Em particular, devemos prestar atenção à necessidade de um design extremamente cuidadoso da cabeça humana. Fotos de passaporte com as orelhas à mostra, fotos de perfil no Twitter, a diversidade de estilos de franja feminina, brincos, piercings, colares, etc. – todos esses elementos demonstram o valor simbólico imenso que a cabeça e o rosto possuem na realidade. No entanto, a visão obscurecida do Vision Pro, visível para os outros, dificulta a visualização dos olhos do interlocutor, que são ferramentas de intimidade e atenção, e transmite a mensagem de que a pessoa está focada em uma tarefa específica, como quando se usa uma lupa.
Portanto, para que a tecnologia vestível funcione de fato no sistema de vida das pessoas, é preciso reconhecer seu potencial como porta de entrada para essa estrutura de valores simbólicos e rever suas funções em um nível mais fundamental.
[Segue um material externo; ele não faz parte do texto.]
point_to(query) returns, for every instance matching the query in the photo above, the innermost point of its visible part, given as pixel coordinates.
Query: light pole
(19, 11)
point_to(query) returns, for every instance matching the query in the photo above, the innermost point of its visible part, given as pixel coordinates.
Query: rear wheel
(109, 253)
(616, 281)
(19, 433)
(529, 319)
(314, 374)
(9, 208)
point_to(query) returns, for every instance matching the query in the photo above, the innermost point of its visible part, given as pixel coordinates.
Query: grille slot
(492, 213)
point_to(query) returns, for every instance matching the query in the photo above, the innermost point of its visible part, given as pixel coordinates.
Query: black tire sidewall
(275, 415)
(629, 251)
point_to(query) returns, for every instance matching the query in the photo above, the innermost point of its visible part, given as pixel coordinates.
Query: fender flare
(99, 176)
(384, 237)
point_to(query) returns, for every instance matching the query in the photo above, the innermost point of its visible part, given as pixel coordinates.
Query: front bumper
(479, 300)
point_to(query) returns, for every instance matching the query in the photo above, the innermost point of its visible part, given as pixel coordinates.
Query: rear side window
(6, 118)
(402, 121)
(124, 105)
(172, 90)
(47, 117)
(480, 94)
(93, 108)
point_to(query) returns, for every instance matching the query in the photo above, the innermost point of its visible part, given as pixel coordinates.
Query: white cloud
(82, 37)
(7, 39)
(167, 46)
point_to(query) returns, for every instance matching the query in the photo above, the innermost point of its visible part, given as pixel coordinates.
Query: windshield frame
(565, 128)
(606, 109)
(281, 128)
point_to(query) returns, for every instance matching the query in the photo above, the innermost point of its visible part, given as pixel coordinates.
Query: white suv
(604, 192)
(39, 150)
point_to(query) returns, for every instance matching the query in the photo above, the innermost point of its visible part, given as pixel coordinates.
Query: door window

É nesse processo de reavaliação que residem as oportunidades futuras.
A teórica italiana Leopoldina Fortunati argumenta que o telefone celular tentou se infiltrar no mundo da moda e dos acessórios, e a estratégia mais bem-sucedida foi a chamada ‘transformação em uma máquina suave’, que podia ser decorado com couro macio ou adesivos e guardado em bolsos de calças ou bolsas. Em outras palavras, a razão pela qual os smartphones se tornaram tão difundidos está no fato de que eles podiam ser incorporados discretamente ao estilo pessoal do usuário. Aplicando esse conceito, podemos considerar as seguintes questões: é possível apresentar uma forma de usar um acessório volumoso como o headset do Vision Pro de maneira elegante? Ou haveria uma maneira de guardá-lo em uma bolsa de ombro, mantendo o estilo e ocultando-o facilmente? Essa é uma questão que se coloca no universo da moda, levando em consideração as relações sociais, e não apenas do ponto de vista do design industrial.
Também podemos encontrar pistas na perspectiva antropológica, que considera o uso de máscaras ou adornos faciais como uma oportunidade de transformação consciente. O creme de camuflagem usado por soldados antes de uma missão, ou a maquiagem para uma festa de Halloween, ocultam ou remodelam o rosto, simbolizando a intensificação do significado das relações e a afiliação a uma determinada comunidade. Assim, a oportunidade dos dispositivos vestíveis para a cabeça reside na possibilidade de usar, no momento certo, o tipo certo de transformação. Seja para expressar um dragão enquanto se brinca com as crianças, ou para ajudar a vivenciar a transformação em outra pessoa ao vestir uma nova roupa, existem diversas situações do dia a dia em que o uso de um dispositivo vestível pode intensificar o significado das relações com os outros.
Até agora, o discurso do setor parece sugerir que as características digitais da nova tecnologia vestível, observadas por meio da tela do dispositivo, formam, por si só, um novo tipo de relacionamento com o mundo. No entanto, em vez de uma categoria nova, o vestível parece ser definido de forma mais adequada como uma função adicional dentro de normas históricas e culturais preexistentes, como roupas, acessórios, joias, artigos esportivos e dispositivos médicos. Portanto, os produtos vestíveis devem fornecer um significado simbólico forte e socialmente aceitável. Em vez de substituir as funções do corpo, a oportunidade de sucesso reside em integrar a tecnologia de forma elegante ao universo simbólico que o corpo veste.
*Este texto é a versão original do artigo publicado em 24 de julho de 2023 no coluna do jornal eletrônico.